Taksi

Barış Can Ceyhan
Şimdi siz bu hikayeye inanmayacaksınız. Canınız sağ olsun ama yemin ederim oldu. Taksiciyim ben, gece çalışıyorum. Geçen hafta bir gece, daha doğrusu gecenin son demlerinde yolda ilerliyorum. Bütün gece boyunca sarhoşuyla, affedersiniz orospusuyla uğraştığım, arabanın içinin pavyon koktuğu, müşterinin nefesinden kafa olduğum sıradan gecelerden biri. Derken ilerde bir el gördüm belli belirsiz, tam Maçka Parkı’ nın çıkış kapısında. Gecenin karanlığını emmiş simsiyah takım elbiseli, kafasına tas koyulup traş edilmiş gibi görünen, uzun boylu bir adam. Tam hayırdır inşallahlık bir tip anlayacağınız. Durdum aldım adamı. Nereye gidiyoruz abi, devam et sen.

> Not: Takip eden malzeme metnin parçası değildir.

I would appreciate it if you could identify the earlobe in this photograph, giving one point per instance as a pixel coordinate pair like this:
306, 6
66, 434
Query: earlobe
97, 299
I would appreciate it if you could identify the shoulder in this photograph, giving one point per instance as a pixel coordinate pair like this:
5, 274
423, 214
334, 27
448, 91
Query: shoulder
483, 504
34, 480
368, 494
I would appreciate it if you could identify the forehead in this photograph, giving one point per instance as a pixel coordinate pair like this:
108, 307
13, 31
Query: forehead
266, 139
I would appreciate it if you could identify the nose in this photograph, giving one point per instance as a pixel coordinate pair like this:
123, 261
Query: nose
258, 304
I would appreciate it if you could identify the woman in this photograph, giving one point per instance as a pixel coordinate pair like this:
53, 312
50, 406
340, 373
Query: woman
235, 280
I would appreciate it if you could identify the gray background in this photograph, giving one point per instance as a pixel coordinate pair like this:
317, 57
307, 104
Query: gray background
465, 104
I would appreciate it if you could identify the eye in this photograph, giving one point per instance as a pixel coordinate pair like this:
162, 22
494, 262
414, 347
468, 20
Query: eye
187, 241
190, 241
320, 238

 Devam edişimiz, çöp konteynırlarının yanında kesintiye uğradı. Bekle bir dakika dedi, indi arabadan. Az sonra takside üç kişiydik, ben, yan koltukta siyahlı adam ve arka koltukta kağıt toplayıcısı bir genç. Taş çatlasa yirmi, yok yahu yirmi bile yok bu çocuk, yüzündeki kirden pastan büyük görünüyor, en fazla on sekizdir. Gidiyorduk ama nereye, kafana göre sür sen dedi siyahlı, peki dedim sürdüm kafama göre.        
İnceden tırsma duygusunu kağıtçı gençle paylaştığımı görüyordum, aynadan dikizleme marifetiyle. Pek tabii ikimiz de sezinliyorduk ki, durumu daha yaş olan gençti, ben bu hikayenin konuk taksicisiydim. Siyahlı adam aniden konuşmaya başladı; 
-Sana bir teklifim olacak.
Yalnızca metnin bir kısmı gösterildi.